All of our 7 aneurysms were treated with microsurgery using the frontal interhemispheric route. Direct clipping was performed in 4 patients with saccular aneurysms (57.14%) and 3 wrapping (42.86%) in patients with fusiform aneurysms. Lehecka clipped 98% of PCA aneurysms in his series [1] .
The median time from rupture to surgery was 59.5 days with a range of 14 to 180 days. Patients in the Lehecka series were operated within 2 days [1] . All of our patients had a late admission due to reasons clearly stated above.
Two patients developed perioperative rebleeding and in 1 case, a severe preoperative hydrocephalus was diagnosed. In 2 cases there was premature perioperative rupture of the aneurysm (33.33%). In the literature the premature rupture rate is about 50% [3] [35] [36] [37] . Surgical morbidity and mortality are estimated at 15% to 20% and 0% to 15% respectively [3] [16] [18] [35] [36] [37] .

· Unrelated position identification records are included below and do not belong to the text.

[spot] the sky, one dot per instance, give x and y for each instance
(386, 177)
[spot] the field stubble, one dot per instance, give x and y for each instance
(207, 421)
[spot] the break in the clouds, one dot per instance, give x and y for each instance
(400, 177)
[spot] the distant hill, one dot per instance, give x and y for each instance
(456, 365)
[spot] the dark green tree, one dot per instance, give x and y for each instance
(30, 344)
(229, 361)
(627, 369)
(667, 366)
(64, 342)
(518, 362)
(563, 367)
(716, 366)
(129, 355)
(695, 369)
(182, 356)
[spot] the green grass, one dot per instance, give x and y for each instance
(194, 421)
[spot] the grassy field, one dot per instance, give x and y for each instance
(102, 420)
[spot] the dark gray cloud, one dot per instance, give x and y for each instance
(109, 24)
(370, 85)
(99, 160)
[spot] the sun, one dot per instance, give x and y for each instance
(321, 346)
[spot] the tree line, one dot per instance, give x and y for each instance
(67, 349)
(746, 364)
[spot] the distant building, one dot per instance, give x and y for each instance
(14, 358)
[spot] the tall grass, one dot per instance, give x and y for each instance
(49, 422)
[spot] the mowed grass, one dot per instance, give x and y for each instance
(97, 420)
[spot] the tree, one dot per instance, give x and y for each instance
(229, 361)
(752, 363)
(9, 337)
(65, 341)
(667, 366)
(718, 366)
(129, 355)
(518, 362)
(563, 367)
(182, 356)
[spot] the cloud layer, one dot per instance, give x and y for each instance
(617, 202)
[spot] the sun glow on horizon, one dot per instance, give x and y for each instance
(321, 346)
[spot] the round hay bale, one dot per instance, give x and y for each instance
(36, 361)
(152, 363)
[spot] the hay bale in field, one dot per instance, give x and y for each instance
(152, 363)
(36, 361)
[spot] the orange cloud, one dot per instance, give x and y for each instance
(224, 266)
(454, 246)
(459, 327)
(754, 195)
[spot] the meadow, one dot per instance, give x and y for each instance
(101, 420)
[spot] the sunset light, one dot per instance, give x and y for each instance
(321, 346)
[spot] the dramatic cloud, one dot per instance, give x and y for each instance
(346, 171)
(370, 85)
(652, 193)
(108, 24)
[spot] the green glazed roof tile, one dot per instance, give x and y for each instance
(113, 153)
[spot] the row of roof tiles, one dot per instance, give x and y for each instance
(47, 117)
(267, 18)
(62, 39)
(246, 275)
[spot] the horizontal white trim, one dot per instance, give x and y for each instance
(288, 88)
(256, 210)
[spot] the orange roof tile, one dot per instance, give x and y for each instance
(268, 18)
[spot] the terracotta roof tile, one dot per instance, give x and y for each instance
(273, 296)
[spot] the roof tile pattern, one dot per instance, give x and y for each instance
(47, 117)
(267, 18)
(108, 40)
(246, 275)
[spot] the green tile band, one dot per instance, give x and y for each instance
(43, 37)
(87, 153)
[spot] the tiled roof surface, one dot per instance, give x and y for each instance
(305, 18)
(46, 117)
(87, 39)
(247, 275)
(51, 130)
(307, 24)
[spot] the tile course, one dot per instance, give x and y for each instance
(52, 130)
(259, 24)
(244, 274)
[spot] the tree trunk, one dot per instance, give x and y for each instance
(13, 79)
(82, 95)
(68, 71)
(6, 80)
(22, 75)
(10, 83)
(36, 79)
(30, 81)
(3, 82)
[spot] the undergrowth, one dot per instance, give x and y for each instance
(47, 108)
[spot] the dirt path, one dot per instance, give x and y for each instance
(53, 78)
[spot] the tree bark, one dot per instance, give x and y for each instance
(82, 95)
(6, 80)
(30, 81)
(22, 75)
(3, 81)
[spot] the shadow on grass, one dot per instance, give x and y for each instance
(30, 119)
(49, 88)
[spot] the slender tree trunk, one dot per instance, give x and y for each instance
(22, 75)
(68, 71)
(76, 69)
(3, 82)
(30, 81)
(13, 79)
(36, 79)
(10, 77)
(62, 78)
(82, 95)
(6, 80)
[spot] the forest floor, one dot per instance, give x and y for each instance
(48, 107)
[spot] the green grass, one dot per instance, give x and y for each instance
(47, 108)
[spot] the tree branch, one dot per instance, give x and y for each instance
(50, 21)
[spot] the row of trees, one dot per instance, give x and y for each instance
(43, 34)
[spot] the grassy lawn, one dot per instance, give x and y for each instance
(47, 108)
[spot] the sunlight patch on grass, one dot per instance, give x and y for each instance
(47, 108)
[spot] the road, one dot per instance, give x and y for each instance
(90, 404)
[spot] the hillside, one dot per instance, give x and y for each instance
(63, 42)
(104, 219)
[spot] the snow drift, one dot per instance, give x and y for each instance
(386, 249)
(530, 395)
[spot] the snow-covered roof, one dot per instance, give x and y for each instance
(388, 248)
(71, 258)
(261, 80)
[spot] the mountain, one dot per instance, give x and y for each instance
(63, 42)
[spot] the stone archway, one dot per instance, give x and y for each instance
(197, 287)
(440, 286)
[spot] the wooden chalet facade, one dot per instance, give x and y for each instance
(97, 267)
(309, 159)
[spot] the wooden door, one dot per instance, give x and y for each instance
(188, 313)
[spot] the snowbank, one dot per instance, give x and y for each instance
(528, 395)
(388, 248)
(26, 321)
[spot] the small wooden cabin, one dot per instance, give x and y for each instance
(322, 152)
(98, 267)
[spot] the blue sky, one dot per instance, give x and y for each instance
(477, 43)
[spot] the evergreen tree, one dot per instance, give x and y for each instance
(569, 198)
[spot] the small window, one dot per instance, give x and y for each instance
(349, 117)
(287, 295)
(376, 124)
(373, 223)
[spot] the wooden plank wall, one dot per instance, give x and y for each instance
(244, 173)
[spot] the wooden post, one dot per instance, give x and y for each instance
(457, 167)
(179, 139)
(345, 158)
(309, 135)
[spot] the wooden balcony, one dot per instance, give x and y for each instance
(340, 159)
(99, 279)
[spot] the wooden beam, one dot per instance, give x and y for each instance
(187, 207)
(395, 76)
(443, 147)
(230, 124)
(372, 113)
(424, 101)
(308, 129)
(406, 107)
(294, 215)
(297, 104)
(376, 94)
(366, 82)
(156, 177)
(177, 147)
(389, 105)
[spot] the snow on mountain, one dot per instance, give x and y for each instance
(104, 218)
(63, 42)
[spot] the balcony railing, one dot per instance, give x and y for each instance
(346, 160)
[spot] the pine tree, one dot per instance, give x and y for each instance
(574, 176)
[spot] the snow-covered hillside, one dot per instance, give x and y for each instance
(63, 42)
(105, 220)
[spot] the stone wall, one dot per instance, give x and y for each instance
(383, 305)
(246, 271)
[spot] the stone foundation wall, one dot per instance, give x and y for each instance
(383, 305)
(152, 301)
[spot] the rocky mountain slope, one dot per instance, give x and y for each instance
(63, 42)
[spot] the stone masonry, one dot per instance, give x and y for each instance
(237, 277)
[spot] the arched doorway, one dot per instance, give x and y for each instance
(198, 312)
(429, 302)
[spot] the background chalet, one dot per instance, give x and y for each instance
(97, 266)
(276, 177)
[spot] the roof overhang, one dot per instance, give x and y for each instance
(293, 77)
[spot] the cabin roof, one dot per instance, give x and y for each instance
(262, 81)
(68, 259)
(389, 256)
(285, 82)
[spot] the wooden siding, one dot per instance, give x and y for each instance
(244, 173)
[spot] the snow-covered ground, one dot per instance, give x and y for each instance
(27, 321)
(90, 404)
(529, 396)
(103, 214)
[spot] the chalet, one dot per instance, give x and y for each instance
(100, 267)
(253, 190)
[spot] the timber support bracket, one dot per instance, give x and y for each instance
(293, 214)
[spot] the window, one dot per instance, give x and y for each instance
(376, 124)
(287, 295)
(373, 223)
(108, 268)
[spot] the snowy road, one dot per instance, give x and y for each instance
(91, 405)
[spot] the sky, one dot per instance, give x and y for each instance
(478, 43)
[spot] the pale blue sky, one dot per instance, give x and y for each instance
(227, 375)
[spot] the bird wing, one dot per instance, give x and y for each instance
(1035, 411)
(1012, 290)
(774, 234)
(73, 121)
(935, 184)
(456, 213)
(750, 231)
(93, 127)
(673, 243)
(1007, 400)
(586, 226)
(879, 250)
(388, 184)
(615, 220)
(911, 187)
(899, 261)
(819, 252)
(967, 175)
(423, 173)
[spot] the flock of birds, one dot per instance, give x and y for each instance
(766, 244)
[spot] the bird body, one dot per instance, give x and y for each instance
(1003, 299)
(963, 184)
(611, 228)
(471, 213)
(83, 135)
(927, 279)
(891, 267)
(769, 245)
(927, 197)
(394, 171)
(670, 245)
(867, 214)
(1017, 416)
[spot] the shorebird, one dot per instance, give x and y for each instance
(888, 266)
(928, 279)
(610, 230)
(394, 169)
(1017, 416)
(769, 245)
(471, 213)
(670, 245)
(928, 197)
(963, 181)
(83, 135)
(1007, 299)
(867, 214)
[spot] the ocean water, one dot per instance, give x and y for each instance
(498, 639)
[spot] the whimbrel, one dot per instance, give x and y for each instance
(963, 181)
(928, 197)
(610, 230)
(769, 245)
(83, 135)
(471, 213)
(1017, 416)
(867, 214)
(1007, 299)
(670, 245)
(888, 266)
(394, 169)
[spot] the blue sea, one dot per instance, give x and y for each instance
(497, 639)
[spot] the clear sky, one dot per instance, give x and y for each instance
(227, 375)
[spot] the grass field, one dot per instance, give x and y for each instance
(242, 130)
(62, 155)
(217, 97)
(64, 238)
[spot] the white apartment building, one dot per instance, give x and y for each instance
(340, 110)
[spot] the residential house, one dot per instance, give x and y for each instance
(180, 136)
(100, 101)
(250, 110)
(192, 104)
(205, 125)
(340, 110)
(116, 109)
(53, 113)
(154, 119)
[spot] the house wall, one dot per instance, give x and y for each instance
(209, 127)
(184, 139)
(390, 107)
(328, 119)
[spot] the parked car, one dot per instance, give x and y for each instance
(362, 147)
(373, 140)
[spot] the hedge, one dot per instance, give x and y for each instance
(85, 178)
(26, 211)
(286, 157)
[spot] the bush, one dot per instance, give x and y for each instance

One patient (16.67%) had postoperative persistent anosmia and, we didn’t record any fatal outcome in our series. Apart from the one patient who had a grade II moderate handicap on the Glasgow outcome scale, a 9-month follow-up revealed that the 5 remaining patients recovered fully and has since been asymptomatic.
4.2.6. Endovascular Treatment
Some authors have advocated endovascular treatment as an attractive option for PCAA, even with pretty modest series, because it is less traumatic compared to microsurgery and has the advantage to reduce postoperative infection and epilepsy rates [38] [39] . But others have been very skeptical treating PCAA using endovascular techniques because of the anatomical nature of these lesions [40] . Lehecka embolised only 12 aneurysms out of 374 in his large aneurysm series making just 3.2%. Of all the 12, 7 were incompletely occluded and 4 had to be re-embolised and 3 clipped. Ivory Coast is currently and technically not yet ready for endovascular procedures.
5. Conclusion
PCAA are relatively rare, as our 6.19% rate is consistent with many series in the literature. They are located in the vast majority of cases, on the A3 segment of the PCA and, are mostly smaller in size even when ruptured. Their association with multiple aneurysms is more frequently than other intracranial aneurysms. Giant PCAA however rare, it might mimic clinical features of a frontal tumor. Microsurgical clipping remains a safe and effective treatment option with the same complication rates as for aneurysms at other locations.
Acknowledgements
There is no conflict of interest from any of the authors. Professor Kakou and Dr Mbende drafted, reviewed and complied the manuscript and all appendices.